Why has a masterful command of Tolkien lore and I agree with almost everything. I would only quibble with a minor interpretation of Tolkien without arguing with his interpretation of BW rules. Tolkien was explicit that ME was our earth in an earlier age and so, I believe, that any occult happenings in the book would match up with medieval understanding of occult practices. That Tolkien’s encyclopedic understanding of that time period would be the rosetta stone that informed the seemingly, to us, whimsical and arbitrary workings of magic and sorcery.

Throughout the books Tolkien is at pains to point out that Aragorn is not just a man of martial skill, but a man trained in lore and the arts, what a medieval person would say were the seven liberal arts. (This is evident when he out “lores” the lore master in Minas Tirith and is referred to as “not just a captain of war” p. 899) and in the definition of “high” elf/man in stark contrast to the lesser “middle” men of Numenorean descent who have been mixed with wild men (like Boromir) who glorify in battle and martial arts but who lack all understanding of, presumably, the (liberal) arts (p.705). Yes, It is elvish lore he is using, but that lore is really a type of education in the same manner that, say a Carolignian nobleman, perhaps, Charles the Great (to whom Aragorn is sometimes compared), would have understood it.
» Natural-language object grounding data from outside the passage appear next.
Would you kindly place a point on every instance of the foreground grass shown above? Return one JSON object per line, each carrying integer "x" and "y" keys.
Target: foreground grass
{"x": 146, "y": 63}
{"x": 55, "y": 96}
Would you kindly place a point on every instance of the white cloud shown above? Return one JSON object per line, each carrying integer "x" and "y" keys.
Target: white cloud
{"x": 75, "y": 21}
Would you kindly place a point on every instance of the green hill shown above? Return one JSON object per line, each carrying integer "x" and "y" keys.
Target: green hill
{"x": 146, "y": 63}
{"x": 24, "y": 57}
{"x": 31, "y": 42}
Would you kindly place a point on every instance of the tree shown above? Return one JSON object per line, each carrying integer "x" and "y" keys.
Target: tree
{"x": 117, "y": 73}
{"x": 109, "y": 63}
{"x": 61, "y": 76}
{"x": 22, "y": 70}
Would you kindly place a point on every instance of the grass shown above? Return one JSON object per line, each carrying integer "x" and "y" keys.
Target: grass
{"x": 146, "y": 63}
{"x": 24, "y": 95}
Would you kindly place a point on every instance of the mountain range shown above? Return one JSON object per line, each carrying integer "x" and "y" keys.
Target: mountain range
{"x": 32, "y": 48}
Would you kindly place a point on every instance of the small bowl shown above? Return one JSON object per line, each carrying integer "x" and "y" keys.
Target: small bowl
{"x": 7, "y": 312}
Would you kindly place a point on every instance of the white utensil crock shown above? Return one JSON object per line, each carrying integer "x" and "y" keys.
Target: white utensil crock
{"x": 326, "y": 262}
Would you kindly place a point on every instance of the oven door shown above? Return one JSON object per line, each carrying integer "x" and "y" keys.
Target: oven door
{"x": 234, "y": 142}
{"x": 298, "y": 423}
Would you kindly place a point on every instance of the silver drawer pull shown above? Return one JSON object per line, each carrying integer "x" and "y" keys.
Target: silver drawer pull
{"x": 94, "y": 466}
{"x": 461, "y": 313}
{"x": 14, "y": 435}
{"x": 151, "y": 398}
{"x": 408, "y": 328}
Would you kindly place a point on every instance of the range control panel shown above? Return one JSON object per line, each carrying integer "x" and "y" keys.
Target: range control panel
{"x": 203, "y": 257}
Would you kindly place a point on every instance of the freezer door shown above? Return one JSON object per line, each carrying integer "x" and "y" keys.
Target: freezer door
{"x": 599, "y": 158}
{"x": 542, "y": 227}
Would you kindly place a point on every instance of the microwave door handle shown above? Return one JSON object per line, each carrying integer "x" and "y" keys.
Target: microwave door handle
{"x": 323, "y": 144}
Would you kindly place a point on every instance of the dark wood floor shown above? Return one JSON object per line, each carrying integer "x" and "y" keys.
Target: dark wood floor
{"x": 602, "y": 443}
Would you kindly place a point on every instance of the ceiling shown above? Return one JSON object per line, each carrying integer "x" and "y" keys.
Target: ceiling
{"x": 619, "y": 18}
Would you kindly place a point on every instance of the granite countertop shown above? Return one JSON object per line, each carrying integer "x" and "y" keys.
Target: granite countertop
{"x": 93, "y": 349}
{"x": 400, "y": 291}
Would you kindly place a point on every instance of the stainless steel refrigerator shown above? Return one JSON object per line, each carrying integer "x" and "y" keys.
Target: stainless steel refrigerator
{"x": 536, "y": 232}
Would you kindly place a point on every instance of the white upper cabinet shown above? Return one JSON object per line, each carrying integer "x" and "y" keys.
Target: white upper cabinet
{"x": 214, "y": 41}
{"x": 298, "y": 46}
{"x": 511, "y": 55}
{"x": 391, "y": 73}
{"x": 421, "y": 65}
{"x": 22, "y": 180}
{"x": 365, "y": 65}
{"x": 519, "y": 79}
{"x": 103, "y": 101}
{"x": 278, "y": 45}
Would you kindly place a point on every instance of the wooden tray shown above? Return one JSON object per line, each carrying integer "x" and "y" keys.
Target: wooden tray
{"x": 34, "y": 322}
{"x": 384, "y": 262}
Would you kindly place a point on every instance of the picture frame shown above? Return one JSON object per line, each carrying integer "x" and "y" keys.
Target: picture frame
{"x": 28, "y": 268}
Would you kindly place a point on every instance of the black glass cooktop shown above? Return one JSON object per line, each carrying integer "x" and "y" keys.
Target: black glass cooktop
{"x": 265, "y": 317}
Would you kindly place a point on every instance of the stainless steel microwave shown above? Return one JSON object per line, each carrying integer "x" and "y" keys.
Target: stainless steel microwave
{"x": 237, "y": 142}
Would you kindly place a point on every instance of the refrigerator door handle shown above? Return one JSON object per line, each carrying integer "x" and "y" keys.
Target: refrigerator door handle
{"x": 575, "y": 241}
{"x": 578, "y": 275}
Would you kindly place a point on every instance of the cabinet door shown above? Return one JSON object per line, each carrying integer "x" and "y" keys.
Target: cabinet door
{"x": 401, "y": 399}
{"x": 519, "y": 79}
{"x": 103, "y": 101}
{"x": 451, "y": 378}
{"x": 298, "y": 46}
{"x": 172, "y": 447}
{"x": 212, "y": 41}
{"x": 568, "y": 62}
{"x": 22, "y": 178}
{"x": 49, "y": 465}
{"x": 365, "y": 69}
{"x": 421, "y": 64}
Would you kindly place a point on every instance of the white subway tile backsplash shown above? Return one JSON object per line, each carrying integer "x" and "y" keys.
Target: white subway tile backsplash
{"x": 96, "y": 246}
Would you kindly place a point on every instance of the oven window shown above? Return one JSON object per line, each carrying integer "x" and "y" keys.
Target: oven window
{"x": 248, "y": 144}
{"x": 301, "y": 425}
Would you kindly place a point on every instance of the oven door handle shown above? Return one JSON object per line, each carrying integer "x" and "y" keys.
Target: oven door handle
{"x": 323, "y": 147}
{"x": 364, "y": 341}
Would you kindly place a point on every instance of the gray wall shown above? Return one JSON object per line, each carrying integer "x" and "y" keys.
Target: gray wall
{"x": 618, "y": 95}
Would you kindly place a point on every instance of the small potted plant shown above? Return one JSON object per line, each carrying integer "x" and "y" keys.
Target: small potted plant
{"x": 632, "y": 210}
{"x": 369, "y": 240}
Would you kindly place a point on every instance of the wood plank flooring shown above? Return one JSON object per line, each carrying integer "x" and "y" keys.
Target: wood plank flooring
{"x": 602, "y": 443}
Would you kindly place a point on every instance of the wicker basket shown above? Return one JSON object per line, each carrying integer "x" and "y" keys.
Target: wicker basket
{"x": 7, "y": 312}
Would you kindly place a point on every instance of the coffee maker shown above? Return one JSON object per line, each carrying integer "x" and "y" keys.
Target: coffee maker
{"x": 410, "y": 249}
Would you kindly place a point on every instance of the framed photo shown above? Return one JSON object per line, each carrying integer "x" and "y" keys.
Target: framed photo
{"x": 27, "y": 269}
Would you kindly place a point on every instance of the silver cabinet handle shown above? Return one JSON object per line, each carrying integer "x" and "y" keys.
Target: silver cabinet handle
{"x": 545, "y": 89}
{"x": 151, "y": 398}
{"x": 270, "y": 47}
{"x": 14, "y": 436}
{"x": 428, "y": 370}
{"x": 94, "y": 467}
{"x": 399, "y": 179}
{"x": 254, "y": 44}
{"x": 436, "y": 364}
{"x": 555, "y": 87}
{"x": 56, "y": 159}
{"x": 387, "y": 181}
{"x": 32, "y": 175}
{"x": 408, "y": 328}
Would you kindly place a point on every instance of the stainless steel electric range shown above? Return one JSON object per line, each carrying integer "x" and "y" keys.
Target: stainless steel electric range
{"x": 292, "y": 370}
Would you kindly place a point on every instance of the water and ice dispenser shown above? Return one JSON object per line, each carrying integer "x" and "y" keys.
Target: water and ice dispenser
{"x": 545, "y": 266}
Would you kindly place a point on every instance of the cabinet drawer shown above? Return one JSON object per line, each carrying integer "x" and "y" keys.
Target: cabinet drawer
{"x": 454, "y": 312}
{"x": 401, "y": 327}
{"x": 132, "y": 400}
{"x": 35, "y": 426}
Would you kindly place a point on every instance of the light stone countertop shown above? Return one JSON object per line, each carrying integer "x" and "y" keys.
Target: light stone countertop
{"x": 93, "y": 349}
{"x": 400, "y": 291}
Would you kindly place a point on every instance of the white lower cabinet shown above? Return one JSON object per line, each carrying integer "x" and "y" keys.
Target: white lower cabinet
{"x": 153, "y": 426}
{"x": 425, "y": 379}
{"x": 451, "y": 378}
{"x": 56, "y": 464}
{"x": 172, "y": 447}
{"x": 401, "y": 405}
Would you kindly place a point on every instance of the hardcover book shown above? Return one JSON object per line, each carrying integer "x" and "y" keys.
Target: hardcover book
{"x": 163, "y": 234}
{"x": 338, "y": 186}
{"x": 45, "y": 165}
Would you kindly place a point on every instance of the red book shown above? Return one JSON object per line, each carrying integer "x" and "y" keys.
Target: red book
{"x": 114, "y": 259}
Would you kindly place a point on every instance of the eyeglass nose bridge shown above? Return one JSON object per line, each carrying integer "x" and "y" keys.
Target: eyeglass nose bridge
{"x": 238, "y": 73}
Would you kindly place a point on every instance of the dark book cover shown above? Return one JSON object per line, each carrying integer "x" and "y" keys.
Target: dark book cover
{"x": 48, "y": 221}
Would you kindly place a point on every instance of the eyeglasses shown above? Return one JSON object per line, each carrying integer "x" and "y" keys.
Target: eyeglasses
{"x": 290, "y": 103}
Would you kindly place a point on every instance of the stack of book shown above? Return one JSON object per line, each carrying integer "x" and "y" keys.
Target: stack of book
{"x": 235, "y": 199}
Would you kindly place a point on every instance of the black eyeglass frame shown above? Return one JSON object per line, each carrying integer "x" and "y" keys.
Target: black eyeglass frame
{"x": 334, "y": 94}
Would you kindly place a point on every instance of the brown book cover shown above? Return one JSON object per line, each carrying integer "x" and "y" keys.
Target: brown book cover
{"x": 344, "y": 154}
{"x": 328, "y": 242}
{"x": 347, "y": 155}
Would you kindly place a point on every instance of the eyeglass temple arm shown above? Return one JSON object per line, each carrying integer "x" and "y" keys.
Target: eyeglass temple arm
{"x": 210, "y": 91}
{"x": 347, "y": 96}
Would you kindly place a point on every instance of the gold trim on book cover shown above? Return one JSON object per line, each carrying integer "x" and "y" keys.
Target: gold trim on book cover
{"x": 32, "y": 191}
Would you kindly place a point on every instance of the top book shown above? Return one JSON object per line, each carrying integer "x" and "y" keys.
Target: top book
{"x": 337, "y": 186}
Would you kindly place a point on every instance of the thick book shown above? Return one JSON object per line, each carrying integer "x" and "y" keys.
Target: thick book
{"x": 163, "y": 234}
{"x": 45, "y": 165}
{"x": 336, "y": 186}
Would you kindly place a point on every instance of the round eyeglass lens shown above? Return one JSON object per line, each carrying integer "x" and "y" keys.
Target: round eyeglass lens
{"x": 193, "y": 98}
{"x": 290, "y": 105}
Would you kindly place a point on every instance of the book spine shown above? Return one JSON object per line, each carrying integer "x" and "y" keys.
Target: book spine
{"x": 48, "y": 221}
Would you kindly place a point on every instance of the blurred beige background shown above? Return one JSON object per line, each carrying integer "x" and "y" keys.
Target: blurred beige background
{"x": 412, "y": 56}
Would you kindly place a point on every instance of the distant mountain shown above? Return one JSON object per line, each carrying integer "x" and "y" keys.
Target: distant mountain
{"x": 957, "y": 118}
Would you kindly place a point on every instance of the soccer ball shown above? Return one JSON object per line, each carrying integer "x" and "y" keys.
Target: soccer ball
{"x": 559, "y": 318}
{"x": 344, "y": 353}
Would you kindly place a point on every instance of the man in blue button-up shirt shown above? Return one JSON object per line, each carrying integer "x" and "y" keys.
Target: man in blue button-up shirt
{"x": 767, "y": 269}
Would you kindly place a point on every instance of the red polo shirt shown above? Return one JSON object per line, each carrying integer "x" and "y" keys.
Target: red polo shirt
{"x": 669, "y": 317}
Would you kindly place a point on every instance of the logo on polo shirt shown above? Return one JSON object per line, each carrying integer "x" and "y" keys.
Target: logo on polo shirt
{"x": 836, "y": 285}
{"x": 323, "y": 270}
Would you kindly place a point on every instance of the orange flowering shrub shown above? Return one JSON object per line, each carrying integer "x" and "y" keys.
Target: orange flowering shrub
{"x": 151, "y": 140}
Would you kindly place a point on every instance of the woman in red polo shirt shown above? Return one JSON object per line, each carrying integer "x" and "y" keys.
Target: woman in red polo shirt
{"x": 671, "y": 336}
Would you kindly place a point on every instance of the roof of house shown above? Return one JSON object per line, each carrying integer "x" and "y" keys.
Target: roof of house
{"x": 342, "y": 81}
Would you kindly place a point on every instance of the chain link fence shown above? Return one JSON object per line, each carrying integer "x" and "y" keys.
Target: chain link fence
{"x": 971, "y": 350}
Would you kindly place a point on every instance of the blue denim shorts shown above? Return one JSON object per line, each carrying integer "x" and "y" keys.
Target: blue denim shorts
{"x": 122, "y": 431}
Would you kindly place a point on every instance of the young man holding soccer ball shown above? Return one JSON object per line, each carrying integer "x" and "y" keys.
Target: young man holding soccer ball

The lore and knowledge of a greater age before the dark ages.

It should not go un-noticed that the healers of Minas Tirith are called “leeches” and practice “leechcraft” which appears to be considered a low form of physician-ship and the comical interaction with the, presumably illiterate, wise-woman p. 879 and 894 paints a picture of shoddy ability, ignorance, and lost arts. They lack the knowledge of the liberal arts as well as the ancient learning, derived from those arts, of the occult virtue of certain plants that define the “High” men.

Therefore Kingsfoil is not incidental. It is referred to as having “virtue” which was an important medieval concept and important to the use of alchemical simples and concoctions. The occult virtue of certain things of course benefits from the occult power of words both written and said and sung (the engraved walking staves given to frodo and sam by Faramir, the runes on war-machine Grond the prayer to Elbereth Frodo used against Shelob and Aragorns incarnations of healing (p. 721, 747, 758, 860) and of course the gates to Moria!

Now, how important is the herb compared to the word when applied to a game rule in BW? I will differ to those more knowledgable, the advantage die or FoRK seems to account for everything well enough. But “the hands of the king are the hands of a healer” show his hands crushing the herb Athelas so I would say that the herbs are not incidental to the healing. I believe Aragorn also mentions that had Faramir’s wound been more severe, the poor quality kingsfoil might have had a more difficult time healing him, so I wouldn’t be opposed to a linked test either.